Il est difficile de donner des chiffres exacts sur les diverses formes de soutien financier des Etats-Unis à l’Afrique, car il recouvre divers programmes et ces programmes ne sont pas toujours ciblés uniquement sur le continent. Il faut de surcroit tenir compte de ce que le président propose, de ce qui entre effectivement dans le budget , de ce qui reste après la ratification du budget par le congrès et des délais avant que les fonds arrivent réellement là où ils sont destinés. Il y a cependant un consensus sur le fait que l’aide sous diverses formes a considérablement augmenté ( quadruplé selon certaines sources, sextuplé selon d’autres) entre 2001 et 2009, puis baissé ensuite avant de se stabiliser, elle devrait à nouveau augmenter dans le budget 2015.

George Bush a également lancé en 2002  le « Millenium Challenge », un vaste programme d’aide au développement basé sur la bonne gouvernance, qui s’adresse presque exclusivement à l’Afrique.
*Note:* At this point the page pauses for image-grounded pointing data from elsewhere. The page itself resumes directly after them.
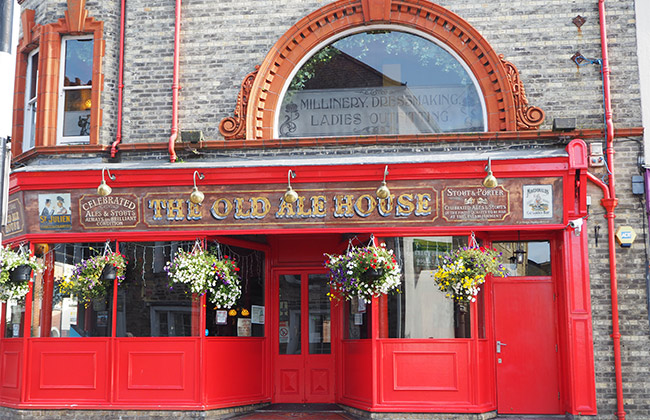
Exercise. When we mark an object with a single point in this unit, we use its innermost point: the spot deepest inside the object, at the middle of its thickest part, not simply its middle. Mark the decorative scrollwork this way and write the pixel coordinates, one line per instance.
(528, 117)
(234, 128)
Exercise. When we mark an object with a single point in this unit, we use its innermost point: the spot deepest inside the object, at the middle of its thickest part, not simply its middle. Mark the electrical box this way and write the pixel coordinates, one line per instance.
(638, 185)
(596, 157)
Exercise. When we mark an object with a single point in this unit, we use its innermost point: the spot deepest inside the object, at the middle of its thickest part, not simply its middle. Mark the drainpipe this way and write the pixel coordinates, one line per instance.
(609, 202)
(175, 86)
(120, 83)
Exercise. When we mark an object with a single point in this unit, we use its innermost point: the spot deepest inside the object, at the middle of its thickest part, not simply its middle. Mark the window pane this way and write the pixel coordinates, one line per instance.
(421, 310)
(319, 315)
(358, 316)
(247, 316)
(71, 318)
(380, 82)
(33, 76)
(146, 304)
(78, 62)
(76, 120)
(535, 260)
(289, 314)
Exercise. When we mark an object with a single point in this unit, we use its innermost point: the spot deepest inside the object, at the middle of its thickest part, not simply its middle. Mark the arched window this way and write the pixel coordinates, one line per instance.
(380, 81)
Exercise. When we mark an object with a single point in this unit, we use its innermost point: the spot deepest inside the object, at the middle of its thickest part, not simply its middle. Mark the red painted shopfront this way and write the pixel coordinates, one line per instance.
(286, 342)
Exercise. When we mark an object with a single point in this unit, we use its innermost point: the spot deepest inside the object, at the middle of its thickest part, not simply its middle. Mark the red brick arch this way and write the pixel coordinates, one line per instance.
(507, 107)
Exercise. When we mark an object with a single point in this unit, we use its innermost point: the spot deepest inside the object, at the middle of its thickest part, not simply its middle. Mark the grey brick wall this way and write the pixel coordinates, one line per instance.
(223, 40)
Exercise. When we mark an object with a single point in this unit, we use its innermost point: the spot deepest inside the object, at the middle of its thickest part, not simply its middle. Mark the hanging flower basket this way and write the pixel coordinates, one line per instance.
(363, 272)
(21, 273)
(205, 273)
(88, 281)
(15, 272)
(462, 272)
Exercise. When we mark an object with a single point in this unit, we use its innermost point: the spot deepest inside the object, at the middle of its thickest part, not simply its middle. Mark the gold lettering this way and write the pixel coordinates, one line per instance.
(260, 207)
(343, 205)
(221, 214)
(301, 208)
(174, 209)
(423, 207)
(318, 204)
(157, 209)
(405, 205)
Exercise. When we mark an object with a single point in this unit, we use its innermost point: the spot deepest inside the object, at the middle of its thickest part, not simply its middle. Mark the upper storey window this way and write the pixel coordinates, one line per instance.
(75, 90)
(31, 101)
(381, 82)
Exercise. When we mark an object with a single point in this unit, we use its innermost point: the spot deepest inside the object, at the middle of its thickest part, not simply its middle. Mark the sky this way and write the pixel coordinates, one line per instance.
(7, 67)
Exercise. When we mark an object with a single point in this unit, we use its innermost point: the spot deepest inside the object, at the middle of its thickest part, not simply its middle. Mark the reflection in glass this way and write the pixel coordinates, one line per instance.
(320, 323)
(421, 310)
(381, 82)
(76, 120)
(78, 62)
(289, 314)
(71, 318)
(247, 319)
(537, 257)
(146, 304)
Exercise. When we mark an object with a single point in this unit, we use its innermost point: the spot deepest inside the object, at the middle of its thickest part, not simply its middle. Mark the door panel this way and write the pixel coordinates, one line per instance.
(527, 358)
(304, 363)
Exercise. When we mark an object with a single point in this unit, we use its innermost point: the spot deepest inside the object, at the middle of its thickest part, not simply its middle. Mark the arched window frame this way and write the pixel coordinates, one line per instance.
(357, 30)
(503, 91)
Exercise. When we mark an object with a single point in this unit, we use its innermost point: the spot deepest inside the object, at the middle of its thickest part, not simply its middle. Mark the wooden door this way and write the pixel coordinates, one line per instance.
(304, 359)
(526, 346)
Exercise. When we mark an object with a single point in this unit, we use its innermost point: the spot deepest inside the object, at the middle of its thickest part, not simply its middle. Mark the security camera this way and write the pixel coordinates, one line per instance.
(575, 224)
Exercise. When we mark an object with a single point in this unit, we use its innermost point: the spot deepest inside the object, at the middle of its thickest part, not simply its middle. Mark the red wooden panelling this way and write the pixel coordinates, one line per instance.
(429, 373)
(235, 370)
(425, 371)
(157, 369)
(12, 358)
(68, 370)
(357, 372)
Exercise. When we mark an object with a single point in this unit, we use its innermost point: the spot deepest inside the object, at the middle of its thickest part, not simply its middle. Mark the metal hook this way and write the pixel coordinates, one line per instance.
(111, 177)
(201, 176)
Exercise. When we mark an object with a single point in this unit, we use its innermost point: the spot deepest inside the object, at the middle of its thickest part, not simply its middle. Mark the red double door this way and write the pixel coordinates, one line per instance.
(526, 346)
(304, 350)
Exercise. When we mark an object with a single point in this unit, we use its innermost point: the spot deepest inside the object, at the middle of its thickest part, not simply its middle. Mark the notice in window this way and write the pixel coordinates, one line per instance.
(257, 314)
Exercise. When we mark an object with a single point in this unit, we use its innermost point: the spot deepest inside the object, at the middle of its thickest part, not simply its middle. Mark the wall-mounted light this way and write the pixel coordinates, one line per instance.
(490, 181)
(383, 191)
(290, 196)
(104, 189)
(197, 196)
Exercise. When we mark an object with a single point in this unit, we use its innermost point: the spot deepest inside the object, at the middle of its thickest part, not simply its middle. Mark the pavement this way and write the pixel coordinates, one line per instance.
(334, 412)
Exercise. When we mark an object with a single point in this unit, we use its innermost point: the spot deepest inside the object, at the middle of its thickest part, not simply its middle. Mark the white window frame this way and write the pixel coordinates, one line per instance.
(29, 122)
(61, 139)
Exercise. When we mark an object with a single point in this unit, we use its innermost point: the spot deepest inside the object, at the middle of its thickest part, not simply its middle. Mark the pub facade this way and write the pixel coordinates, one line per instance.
(118, 129)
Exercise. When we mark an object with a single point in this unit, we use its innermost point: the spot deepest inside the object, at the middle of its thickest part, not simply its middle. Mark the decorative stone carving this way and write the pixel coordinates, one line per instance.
(234, 128)
(528, 117)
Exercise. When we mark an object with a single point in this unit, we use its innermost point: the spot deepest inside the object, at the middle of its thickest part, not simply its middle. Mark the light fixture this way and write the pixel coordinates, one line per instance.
(490, 181)
(104, 189)
(290, 196)
(197, 196)
(383, 191)
(519, 253)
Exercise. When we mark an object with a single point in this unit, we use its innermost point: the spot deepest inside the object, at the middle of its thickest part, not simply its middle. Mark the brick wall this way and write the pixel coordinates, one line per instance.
(223, 40)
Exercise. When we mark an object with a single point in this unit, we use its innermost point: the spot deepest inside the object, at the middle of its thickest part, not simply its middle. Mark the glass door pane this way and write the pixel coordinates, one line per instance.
(289, 314)
(319, 315)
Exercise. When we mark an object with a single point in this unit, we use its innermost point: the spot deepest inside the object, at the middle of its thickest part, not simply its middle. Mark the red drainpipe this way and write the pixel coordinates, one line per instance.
(609, 202)
(120, 83)
(175, 86)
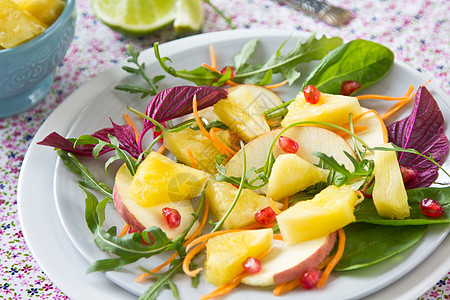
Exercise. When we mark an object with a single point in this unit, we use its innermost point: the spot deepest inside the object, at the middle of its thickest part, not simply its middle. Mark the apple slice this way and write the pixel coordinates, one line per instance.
(288, 262)
(316, 139)
(375, 133)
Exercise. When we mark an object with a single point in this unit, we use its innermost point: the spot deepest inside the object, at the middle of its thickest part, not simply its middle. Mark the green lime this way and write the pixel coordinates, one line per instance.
(190, 16)
(135, 17)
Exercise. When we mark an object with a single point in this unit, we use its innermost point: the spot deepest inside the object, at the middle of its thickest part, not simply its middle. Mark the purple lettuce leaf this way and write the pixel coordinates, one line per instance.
(124, 134)
(423, 130)
(177, 101)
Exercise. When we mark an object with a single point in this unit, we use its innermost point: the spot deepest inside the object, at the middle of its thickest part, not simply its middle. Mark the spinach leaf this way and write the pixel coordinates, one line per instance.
(359, 60)
(366, 212)
(367, 244)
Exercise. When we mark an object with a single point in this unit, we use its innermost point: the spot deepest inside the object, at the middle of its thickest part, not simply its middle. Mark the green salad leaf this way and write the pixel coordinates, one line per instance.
(367, 244)
(362, 61)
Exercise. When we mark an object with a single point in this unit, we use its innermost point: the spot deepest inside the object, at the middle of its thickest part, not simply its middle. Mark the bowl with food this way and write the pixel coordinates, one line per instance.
(34, 38)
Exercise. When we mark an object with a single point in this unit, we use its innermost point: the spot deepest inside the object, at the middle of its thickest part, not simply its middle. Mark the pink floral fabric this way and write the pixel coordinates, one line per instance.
(417, 31)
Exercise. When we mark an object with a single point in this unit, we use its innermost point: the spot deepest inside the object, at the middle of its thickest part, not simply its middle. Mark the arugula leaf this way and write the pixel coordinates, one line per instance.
(359, 60)
(140, 70)
(73, 164)
(366, 211)
(367, 244)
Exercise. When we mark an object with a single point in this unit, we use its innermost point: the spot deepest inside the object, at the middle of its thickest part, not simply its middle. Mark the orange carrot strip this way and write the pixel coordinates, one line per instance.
(285, 287)
(191, 157)
(125, 229)
(333, 262)
(130, 122)
(189, 257)
(274, 207)
(161, 149)
(213, 56)
(197, 118)
(276, 85)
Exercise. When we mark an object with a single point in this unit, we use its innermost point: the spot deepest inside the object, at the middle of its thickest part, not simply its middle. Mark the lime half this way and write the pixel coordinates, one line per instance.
(135, 17)
(190, 16)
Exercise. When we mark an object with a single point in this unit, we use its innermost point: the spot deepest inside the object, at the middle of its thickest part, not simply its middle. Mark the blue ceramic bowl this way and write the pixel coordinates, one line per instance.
(26, 70)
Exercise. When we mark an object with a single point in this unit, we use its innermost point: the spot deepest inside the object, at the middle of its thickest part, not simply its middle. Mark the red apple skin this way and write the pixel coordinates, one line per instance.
(312, 261)
(126, 215)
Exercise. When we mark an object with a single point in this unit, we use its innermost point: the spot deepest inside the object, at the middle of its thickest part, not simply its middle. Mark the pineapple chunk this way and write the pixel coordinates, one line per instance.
(241, 114)
(201, 147)
(159, 179)
(389, 193)
(328, 211)
(221, 194)
(333, 109)
(226, 253)
(292, 174)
Bill Clinton avait lui promu l’AGOA (Africa Growth and Opportunities Act), axé sur l’amélioration des relations commerciales avec l’Afrique. L’Afrique représente  aujourd’hui moins de 1% des échanges commerciaux des Etats-Unis avec le reste du monde.

L’AGOA arrive à expiration cette année, ce qui sera une occasion de redéfinir avec le Congrès les priorités de l’aide à l’Afrique.

Au niveau présidentiel, ces priorités ont été énoncées lors de la réunion d’une cinquantaine de  chefs d’Etats ou de gouvernements africains, du 4 au 6 août dernier à Washington. Poussé par son ressentiment  à l’égard du colonialisme et les restrictions de budgets américaines, Barack Obama s’est largement appuyé sur un partenariat dans lequel des entreprises privées, comme Coca-Cola, General Electric et Procter & Gamble qui se sont engagées à investir des milliards de dollars en Afrique. Le grand projet qui porte sa signature est « Power Africa », power signifiant également électricité, un élément qui manque cruellement au développement africain. Pour ce projet d’électrification le gouvernement américain s’est engagé à hauteur de 7 milliards de dollars sur  5 ans, 20 milliards doivent venir d’autres sources.

Tout comme ses prédécesseurs et même encore plus, Barack Obama s’est trouvé confronté aux problèmes de sécurité sur le continent africain. Si l’aide militaire des Etats-Unis est énorme dans le nord du continent ( l’Egypte est le deuxième plus important récipiendaire  après Israël) elle est modeste dans la partie sub-saharienne et en quelque sorte déshumanisée. Le président est satisfait d’abandonner les opérations de terrain à des pays comme la France en Afrique de l’ouest. Les Etats-Unis se sont spécialisés dans une guerre  technologique, avec l’utilisation contestée de drones pour effectuer des frappes ponctuelles.

Dans le Discours sur l’Etat de l’Union prononcé le 20 janvier 2015, et qui sera son avant-dernier, Barack Obama a rappelé qu’il est désormais un homme libéré des contraintes électorales. Il ne peut aller au-delà de deux mandats et il finira sans présidence avec l’actuel congrès. Son problème d’image a donc été remplacé par le problème de l’héritage que va laisser sa présidence. L’amélioration de la situation économique des Etats-Unis lui donne également une marge de manœuvre financière. Il sera intéressant de voir comment le président mettra à profit cette double ouverture dans ses relations avec l’Afrique.

Si ces relations n’étaient pas au niveau de ce qu’attend le continent, sera-ce la faute du président, qui n’a pas su y répondre, ou de l’Afrique, qui avait mis la barre trop haut ? Telle qu’est la situation à l’heure actuelle, à l’Afrique pourrait sans doute  s’appliquer, à propos de Barack Obama, ce qu’il disait lui-même avant de découvrir le vrai visage de son père : «  Je décrétais que je préférais son image plus lointaine, une image que je pouvais changer au gré de mes humeurs ou ignorer quand cela m’arrangeait ».